All I could think about at that moment was “Andrew and I did this, we made everyone happy, we made Daniel, a human being, who only took nine months to create turned out flawless”.
It still amazes me how something that start out microscopic turns into a beautiful human being, 20.5 inches long and fully functional.
That moment was all I could think about as I was signing the adoption papers seventy-two hours later. Andrew and I walked down the long hallway, taking a few turns, and went into a fairly empty room in the hospital that was used for meetings. The room was dark and had a feeling of seriousness. We sat down with the Block’s attorney, Bill and Daniel’s attorney, Chip, who were wearing business suits. Bill was serious and self centered, while Chip was very friendly and tried to make Andrew and I as comfortable as possible. Chip read the papers to us as we put our initials after every paragraph acknowledging we understood. After all the official paper work was completed, we walked back to the room the Blocks were in. They had already placed Daniel in his brown and blue car seat and his going home outfit that was too big for him. I did not want to cry because I wanted to put on a brave face, but when Karla gave me a hug saying, “I known you do not want to hug me,” all I could do was cry. I held on to Andrew’s hand for support and comfort. I could tell he was hurting, but he did not want to show it. I kept looking at Andrew so he could reassure me we were doing the right thing, and I counted to ten, so I could focus on something else. This did not stop me from crying.

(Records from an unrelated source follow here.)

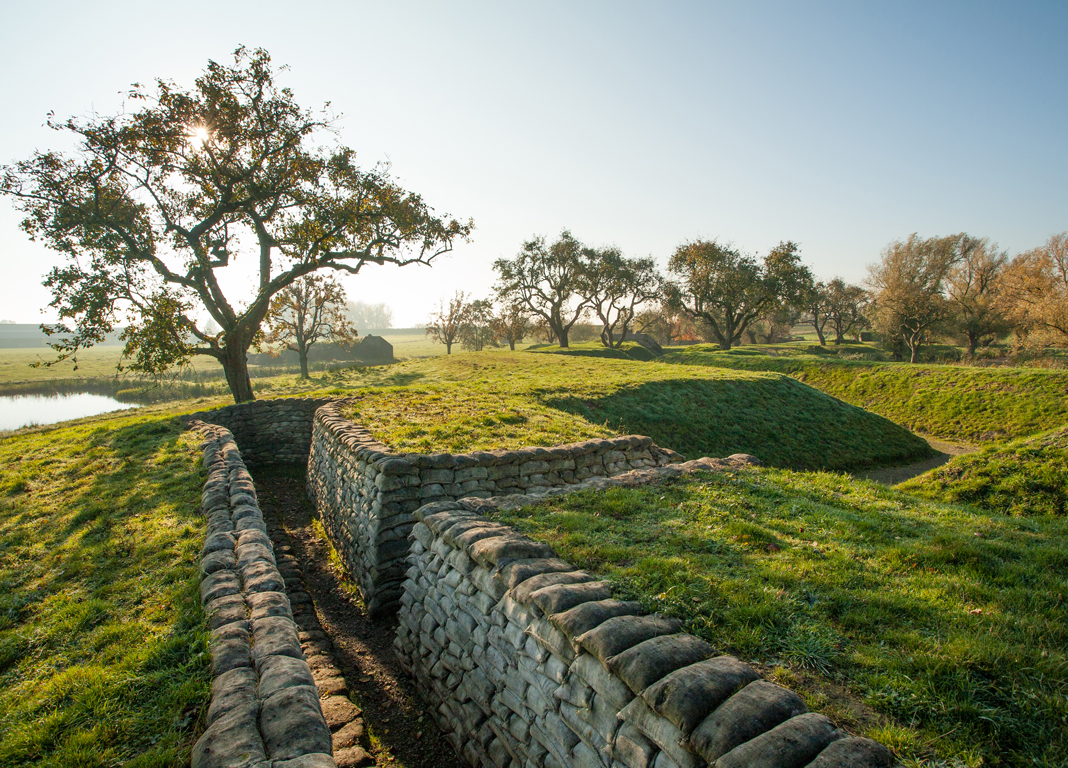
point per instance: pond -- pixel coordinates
(35, 409)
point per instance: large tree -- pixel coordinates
(726, 291)
(547, 280)
(308, 311)
(973, 287)
(157, 202)
(616, 288)
(1035, 293)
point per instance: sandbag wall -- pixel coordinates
(528, 661)
(265, 706)
(365, 495)
(268, 430)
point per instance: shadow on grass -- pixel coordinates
(781, 421)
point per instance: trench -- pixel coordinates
(401, 731)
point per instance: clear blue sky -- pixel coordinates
(841, 126)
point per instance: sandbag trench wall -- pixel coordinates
(528, 661)
(268, 430)
(265, 709)
(365, 494)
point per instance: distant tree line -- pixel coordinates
(959, 286)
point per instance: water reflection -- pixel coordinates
(31, 409)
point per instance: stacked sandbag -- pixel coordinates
(365, 494)
(528, 661)
(265, 707)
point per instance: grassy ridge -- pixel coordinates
(103, 646)
(938, 630)
(952, 402)
(467, 402)
(1025, 477)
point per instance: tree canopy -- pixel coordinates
(726, 291)
(158, 201)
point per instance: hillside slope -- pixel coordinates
(952, 402)
(467, 402)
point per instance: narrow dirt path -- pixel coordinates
(403, 733)
(943, 452)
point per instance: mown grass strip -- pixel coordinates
(939, 630)
(951, 402)
(104, 655)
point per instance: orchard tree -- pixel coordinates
(477, 328)
(908, 283)
(725, 291)
(446, 323)
(1035, 292)
(547, 281)
(309, 310)
(512, 325)
(973, 287)
(158, 201)
(616, 288)
(846, 308)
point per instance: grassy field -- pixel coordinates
(475, 401)
(103, 645)
(939, 630)
(1025, 477)
(949, 402)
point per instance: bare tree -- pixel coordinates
(1035, 287)
(446, 324)
(512, 325)
(973, 287)
(310, 310)
(616, 288)
(846, 308)
(908, 284)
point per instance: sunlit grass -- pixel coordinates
(941, 630)
(952, 402)
(103, 647)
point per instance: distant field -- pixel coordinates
(952, 402)
(104, 649)
(938, 630)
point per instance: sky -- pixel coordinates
(838, 125)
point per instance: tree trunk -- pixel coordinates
(235, 365)
(302, 353)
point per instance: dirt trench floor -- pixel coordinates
(402, 733)
(943, 452)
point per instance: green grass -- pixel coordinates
(939, 630)
(104, 655)
(477, 401)
(1024, 477)
(951, 402)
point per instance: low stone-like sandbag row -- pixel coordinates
(268, 430)
(529, 661)
(366, 494)
(265, 709)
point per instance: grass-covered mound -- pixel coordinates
(104, 653)
(940, 630)
(468, 402)
(952, 402)
(1025, 477)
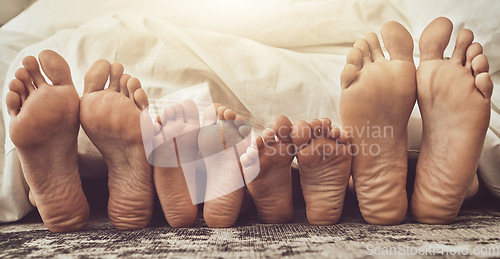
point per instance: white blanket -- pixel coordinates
(260, 57)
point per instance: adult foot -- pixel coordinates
(267, 170)
(454, 99)
(111, 119)
(324, 159)
(44, 126)
(176, 142)
(375, 104)
(223, 137)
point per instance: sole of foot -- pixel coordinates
(44, 127)
(267, 171)
(324, 159)
(111, 119)
(222, 138)
(454, 100)
(177, 130)
(377, 98)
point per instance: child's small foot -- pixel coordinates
(324, 158)
(223, 137)
(267, 171)
(174, 162)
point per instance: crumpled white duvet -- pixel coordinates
(262, 58)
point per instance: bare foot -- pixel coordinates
(222, 138)
(111, 119)
(175, 162)
(375, 104)
(267, 171)
(454, 99)
(324, 159)
(44, 126)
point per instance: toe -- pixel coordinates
(17, 86)
(268, 136)
(55, 67)
(210, 115)
(244, 128)
(23, 75)
(484, 84)
(334, 132)
(397, 41)
(137, 93)
(283, 127)
(123, 84)
(249, 156)
(325, 126)
(473, 50)
(348, 75)
(96, 77)
(374, 46)
(301, 134)
(191, 113)
(363, 47)
(13, 102)
(116, 72)
(133, 84)
(229, 115)
(315, 125)
(480, 64)
(343, 138)
(464, 40)
(435, 38)
(168, 115)
(355, 58)
(179, 112)
(220, 112)
(141, 99)
(33, 69)
(259, 142)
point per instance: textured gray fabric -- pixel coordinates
(352, 237)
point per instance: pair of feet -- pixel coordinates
(44, 126)
(377, 99)
(322, 152)
(45, 122)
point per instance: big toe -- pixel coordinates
(96, 77)
(283, 128)
(464, 40)
(397, 41)
(55, 67)
(435, 38)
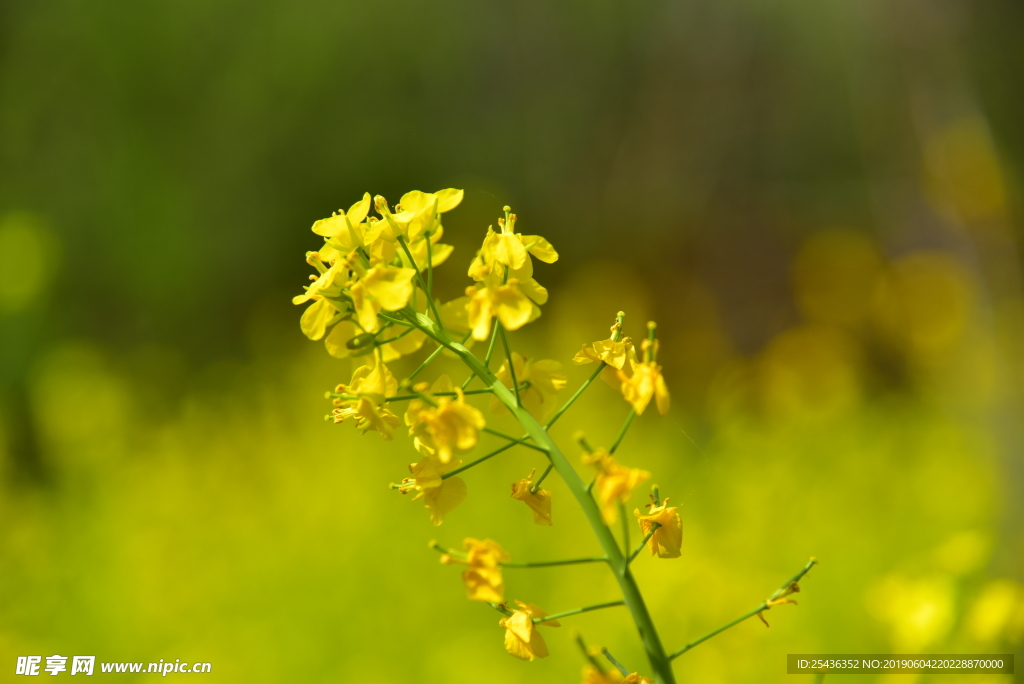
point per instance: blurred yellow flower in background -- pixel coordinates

“Do you want to walk with us to the car?” They asked. I said, “No.” I just wanted to stop crying, although it was hard, because Andrew’s mother could not stop crying. We headed to the elevator as they left a different way. That was the hardest thing I have ever done in my life. It was hard physically and emotionally. Our son was leaving with another family where he will be loved. Choosing adoption was a difficult decision but the smartest. A choice made out of love.”